Utility and Comparative Performance of Current Artificial Intelligence Large Language Models as Postoperative Medical Support Chatbots in Aesthetic Surgery

Jad Abi-Rafeh; Nader Henry; Hong Hao Xu; Brian Bassiri-Tehrani; Adel Arezki; Roy Kazan; Mirko S Gilardino; Foad Nahai

doi:10.1093/asj/sjae025

Utility and Comparative Performance of Current Artificial Intelligence Large Language Models as Postoperative Medical Support Chatbots in Aesthetic Surgery

Aesthet Surg J. 2024 Feb 6:sjae025. doi: 10.1093/asj/sjae025. Online ahead of print.

Authors

Jad Abi-Rafeh¹, Nader Henry¹, Hong Hao Xu², Brian Bassiri-Tehrani³, Adel Arezki⁴, Roy Kazan¹, Mirko S Gilardino¹, Foad Nahai⁵

Affiliations

¹ Division of Plastic, Reconstructive, and Aesthetic Surgery, McGill University Health Centre, Montreal, Quebec, Canada.
² Department of Medicine, Laval University, Quebec City, Quebec, Canada.
³ Plastic surgeon in private practice, New York, New York, USA.
⁴ Division of Urology, McGill University Health Centre, Montreal, Quebec, Canada.
⁵ Division of Plastic and Reconstructive Surgery, Emory University School of Medicine, Atlanta, GA, USA.

PMID: 38318684
DOI: 10.1093/asj/sjae025

Abstract

Background: Large Language Models (LLMs) have revolutionized the way plastic surgeons and their patients may access and leverage artificial Intelligence (AI).

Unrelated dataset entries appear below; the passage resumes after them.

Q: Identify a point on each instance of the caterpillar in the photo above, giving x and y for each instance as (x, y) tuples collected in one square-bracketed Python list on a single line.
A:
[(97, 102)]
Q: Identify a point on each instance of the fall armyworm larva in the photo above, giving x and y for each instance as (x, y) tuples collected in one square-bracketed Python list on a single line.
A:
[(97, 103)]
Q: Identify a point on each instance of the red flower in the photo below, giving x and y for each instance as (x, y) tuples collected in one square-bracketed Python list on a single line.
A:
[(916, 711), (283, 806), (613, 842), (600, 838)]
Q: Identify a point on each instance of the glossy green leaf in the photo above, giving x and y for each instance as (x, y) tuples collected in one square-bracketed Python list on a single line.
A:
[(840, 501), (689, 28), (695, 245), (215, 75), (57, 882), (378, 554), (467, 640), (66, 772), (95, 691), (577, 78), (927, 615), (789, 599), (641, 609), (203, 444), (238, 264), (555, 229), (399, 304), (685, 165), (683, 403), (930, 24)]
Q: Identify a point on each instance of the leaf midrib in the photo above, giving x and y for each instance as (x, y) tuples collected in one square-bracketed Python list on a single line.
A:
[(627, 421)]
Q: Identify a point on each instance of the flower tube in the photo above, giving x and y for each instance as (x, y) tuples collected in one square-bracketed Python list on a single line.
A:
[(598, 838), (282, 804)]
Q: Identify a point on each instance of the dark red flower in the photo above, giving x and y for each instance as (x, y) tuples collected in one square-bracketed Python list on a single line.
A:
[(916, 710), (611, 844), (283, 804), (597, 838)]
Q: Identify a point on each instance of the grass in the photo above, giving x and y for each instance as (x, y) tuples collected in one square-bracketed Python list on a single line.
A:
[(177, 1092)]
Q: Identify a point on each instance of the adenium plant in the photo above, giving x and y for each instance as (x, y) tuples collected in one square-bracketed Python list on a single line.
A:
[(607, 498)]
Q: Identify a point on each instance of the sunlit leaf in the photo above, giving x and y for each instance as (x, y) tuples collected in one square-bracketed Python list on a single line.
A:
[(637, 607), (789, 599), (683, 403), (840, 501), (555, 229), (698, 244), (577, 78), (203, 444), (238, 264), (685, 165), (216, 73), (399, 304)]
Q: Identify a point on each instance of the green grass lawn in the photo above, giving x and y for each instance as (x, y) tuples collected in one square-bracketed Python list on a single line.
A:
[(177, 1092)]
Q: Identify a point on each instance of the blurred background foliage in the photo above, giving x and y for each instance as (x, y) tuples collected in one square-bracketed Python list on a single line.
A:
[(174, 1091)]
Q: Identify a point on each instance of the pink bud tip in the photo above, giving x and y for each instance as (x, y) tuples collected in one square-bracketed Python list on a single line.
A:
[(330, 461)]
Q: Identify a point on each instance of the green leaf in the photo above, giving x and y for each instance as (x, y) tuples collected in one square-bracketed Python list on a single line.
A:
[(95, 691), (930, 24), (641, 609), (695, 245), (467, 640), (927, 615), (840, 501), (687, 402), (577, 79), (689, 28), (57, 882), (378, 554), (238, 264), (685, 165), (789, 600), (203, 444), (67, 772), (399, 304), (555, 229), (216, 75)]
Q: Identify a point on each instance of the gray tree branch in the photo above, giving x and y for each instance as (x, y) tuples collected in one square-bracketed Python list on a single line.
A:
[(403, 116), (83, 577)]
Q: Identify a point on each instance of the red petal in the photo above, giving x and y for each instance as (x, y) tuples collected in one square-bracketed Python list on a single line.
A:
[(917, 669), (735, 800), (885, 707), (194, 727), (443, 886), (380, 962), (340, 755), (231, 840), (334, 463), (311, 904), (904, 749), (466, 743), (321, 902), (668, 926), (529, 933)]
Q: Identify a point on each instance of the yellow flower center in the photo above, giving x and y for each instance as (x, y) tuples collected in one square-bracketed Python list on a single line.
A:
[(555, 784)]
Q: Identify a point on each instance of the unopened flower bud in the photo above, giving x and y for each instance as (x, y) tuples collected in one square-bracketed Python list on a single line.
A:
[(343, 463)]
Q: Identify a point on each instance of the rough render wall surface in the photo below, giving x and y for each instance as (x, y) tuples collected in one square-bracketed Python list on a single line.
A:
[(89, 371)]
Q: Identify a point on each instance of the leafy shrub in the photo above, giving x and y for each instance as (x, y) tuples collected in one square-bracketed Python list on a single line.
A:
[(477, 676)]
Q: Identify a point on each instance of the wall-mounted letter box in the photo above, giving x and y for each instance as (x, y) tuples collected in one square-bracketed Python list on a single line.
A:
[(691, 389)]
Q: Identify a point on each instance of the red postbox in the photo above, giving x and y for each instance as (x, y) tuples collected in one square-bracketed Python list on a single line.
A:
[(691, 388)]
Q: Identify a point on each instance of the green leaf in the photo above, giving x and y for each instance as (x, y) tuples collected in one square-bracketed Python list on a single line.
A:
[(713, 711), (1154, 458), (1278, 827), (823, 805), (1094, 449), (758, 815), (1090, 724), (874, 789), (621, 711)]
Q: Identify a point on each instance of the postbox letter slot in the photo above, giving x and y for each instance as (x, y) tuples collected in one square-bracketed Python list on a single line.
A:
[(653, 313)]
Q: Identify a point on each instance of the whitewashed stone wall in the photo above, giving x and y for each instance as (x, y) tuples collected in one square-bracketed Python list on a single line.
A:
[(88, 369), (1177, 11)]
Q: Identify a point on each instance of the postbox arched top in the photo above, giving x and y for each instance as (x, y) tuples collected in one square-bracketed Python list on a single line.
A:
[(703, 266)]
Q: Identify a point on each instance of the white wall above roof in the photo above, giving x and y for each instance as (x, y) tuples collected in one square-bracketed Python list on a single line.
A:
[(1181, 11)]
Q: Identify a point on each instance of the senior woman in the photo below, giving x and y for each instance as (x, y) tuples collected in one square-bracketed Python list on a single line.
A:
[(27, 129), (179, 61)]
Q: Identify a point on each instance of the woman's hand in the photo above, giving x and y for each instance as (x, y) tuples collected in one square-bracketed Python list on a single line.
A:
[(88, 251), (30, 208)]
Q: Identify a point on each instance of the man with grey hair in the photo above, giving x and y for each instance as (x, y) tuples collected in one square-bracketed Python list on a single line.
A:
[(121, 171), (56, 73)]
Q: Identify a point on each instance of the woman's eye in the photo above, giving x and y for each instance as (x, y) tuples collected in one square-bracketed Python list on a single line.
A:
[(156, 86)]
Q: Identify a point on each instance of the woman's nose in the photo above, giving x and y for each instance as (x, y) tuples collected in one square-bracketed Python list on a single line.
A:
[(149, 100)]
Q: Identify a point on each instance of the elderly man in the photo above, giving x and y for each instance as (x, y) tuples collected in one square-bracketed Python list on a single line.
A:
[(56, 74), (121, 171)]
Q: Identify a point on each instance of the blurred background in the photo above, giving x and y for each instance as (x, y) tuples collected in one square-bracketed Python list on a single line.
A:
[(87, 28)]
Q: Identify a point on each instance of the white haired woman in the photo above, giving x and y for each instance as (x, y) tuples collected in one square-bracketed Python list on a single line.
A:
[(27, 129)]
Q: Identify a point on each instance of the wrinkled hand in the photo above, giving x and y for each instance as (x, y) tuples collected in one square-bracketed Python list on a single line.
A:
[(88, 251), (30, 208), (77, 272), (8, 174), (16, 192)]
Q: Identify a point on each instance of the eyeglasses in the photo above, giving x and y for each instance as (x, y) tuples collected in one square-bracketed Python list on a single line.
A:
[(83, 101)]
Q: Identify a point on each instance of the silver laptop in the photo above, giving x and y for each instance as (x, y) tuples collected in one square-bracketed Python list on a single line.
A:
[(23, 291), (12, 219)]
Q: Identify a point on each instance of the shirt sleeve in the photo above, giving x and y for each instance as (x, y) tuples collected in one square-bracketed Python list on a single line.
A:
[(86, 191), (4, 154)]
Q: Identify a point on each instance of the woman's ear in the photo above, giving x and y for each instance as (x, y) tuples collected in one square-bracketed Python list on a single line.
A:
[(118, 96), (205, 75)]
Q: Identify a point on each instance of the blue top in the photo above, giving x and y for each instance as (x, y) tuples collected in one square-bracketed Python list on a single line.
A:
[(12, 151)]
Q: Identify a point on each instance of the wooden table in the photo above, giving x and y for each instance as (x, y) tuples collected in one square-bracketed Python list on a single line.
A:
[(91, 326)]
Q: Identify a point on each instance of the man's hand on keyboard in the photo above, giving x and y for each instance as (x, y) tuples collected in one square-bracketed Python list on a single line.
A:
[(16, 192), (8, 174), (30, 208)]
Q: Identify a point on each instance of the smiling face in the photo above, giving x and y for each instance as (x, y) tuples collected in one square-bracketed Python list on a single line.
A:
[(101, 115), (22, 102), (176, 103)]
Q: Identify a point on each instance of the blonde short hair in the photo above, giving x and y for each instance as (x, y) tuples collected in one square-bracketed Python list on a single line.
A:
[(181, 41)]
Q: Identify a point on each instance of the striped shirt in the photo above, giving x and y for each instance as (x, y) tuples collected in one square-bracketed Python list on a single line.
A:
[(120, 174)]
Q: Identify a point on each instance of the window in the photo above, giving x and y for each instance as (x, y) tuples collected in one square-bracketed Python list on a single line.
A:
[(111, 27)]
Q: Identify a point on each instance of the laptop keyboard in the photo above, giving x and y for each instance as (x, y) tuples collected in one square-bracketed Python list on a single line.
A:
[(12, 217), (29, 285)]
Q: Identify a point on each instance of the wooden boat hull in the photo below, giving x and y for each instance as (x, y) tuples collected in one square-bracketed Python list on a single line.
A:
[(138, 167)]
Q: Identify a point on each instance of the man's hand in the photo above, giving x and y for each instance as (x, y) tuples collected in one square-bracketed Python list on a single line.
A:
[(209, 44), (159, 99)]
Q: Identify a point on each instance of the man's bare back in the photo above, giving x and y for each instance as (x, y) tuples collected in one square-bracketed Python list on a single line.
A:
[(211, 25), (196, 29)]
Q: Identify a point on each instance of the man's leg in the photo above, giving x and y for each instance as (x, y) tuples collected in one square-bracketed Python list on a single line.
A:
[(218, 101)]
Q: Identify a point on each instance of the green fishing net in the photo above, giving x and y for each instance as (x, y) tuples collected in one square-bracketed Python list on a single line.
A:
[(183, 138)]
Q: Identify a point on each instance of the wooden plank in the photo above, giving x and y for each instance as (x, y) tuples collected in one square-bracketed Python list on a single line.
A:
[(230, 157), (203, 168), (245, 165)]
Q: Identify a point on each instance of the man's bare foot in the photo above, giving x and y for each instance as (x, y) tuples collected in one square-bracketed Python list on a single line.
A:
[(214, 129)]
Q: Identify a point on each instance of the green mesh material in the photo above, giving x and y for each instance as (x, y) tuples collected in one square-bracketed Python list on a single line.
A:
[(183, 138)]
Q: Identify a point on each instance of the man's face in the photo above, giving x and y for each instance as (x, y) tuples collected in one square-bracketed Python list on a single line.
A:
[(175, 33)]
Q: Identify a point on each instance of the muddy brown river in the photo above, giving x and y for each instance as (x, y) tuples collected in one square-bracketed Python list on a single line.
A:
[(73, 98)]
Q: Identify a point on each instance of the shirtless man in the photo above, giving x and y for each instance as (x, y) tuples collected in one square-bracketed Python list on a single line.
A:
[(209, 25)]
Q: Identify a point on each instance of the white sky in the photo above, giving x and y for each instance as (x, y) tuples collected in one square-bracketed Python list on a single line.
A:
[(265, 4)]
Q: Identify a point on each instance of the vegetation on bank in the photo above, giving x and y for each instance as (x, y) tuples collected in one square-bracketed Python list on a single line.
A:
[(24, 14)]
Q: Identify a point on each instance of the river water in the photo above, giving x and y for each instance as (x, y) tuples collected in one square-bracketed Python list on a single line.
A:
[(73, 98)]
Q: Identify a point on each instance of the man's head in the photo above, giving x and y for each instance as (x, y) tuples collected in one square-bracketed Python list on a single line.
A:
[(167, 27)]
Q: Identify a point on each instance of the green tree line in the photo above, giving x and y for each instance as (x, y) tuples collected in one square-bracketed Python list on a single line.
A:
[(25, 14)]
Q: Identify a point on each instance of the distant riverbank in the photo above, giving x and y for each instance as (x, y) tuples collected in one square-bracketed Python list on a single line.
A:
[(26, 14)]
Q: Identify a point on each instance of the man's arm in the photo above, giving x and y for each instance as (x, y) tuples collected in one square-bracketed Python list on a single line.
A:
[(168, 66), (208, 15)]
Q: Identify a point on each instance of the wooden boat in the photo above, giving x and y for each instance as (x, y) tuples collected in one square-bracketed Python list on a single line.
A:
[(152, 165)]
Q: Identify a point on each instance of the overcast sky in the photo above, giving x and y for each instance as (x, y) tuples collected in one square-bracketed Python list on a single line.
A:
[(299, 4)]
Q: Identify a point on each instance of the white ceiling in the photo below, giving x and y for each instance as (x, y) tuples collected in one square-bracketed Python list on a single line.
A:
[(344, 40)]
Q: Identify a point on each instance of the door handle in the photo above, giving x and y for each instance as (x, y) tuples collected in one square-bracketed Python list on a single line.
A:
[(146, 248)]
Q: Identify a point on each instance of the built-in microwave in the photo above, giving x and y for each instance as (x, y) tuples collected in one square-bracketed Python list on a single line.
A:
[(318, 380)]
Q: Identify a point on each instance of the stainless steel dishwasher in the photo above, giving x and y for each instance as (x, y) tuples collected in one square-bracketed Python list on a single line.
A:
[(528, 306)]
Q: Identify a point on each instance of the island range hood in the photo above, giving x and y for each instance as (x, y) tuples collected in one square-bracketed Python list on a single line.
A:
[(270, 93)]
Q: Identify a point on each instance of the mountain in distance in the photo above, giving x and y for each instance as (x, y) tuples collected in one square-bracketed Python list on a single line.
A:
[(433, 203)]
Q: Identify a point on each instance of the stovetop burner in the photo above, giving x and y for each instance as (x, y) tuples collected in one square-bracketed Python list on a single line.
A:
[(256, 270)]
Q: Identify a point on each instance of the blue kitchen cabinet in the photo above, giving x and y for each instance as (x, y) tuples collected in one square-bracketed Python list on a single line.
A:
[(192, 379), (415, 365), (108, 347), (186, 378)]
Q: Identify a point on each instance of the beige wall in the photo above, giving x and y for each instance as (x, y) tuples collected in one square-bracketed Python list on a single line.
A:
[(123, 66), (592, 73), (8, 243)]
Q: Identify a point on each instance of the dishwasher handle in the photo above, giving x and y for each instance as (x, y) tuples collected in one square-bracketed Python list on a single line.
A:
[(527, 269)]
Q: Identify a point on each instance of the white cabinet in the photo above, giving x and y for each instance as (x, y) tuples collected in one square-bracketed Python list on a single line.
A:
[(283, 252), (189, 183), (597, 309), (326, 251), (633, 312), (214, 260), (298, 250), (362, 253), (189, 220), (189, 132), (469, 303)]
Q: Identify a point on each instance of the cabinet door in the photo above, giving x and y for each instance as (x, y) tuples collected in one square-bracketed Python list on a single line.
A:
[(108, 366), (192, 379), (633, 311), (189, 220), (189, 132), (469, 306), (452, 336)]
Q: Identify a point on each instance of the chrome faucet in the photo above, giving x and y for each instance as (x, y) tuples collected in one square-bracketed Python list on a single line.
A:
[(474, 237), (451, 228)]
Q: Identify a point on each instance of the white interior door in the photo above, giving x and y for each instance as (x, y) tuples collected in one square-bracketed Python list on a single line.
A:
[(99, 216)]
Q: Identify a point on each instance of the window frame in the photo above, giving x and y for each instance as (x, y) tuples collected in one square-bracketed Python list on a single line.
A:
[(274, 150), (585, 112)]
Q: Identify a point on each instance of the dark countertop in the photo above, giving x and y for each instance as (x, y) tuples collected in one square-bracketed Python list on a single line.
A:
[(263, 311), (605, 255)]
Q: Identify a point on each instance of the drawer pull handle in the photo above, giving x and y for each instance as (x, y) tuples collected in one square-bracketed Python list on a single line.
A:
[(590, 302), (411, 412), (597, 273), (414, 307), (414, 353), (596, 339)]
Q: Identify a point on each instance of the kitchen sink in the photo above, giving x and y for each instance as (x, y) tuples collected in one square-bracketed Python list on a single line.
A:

Objectives: The present study aims to comparatively assess the performance of two current publically-available and patient-accessible LLMs in the potential application of AI as postoperative medical support chatbots in an aesthetic surgeon's practice.

Methods: Twenty-two simulated postoperative patient presentations following aesthetic breast plastic surgery were devised and expert-validated. Complications varied in their latency within the postoperative period, as well as urgency of required medical attention. In response to each patient-reported presentation, Open AI's ChatGPT and Google's Bard, in their unmodified and freely available versions, were objectively assessed for their comparative accuracy in generating an appropriate differential diagnosis, most likely diagnosis, suggested medical disposition, treatments or interventions to begin from home, and/or red flag signs/symptoms indicating deterioration.

Results: ChatGPT cumulatively and significantly outperformed Bard across all objective assessement metrics examined (66% vs. 55%, respectively; p < 0.05). Accuracy in generating an appropriate differential diagnosis were 61% for ChatGPT, and 57% for Bard (p = 0.45). ChatGPT asked an average of 9.2 questions on history, relative to 6.8 questions by Bard (p < 0.001), following which, accuracies of 91% vs. 68% at arriving at the most-likely diagnosis were noted, respectively (p < 0.01). Appropriate medical dispositions were suggested with an accuracy of 50% by ChatGPT, and 41% by Bard (p = 0.40); relevant home interventions/treatments with an accuracy of 59% and 55% (p = 0.94), and red flag signs/symptoms with accuracies of 79% and 54% (p < 0.01), respectively. Detailed and comparative performance breakdowns according to complication latency and urgency are presented herein.

Conclusions: ChatGPT represents the superior LLM for the potential application of AI technology in postoperative medical support chatbots. Imperfect performance and limitations identified herein may guide the necessary refinement to facilitate adoption.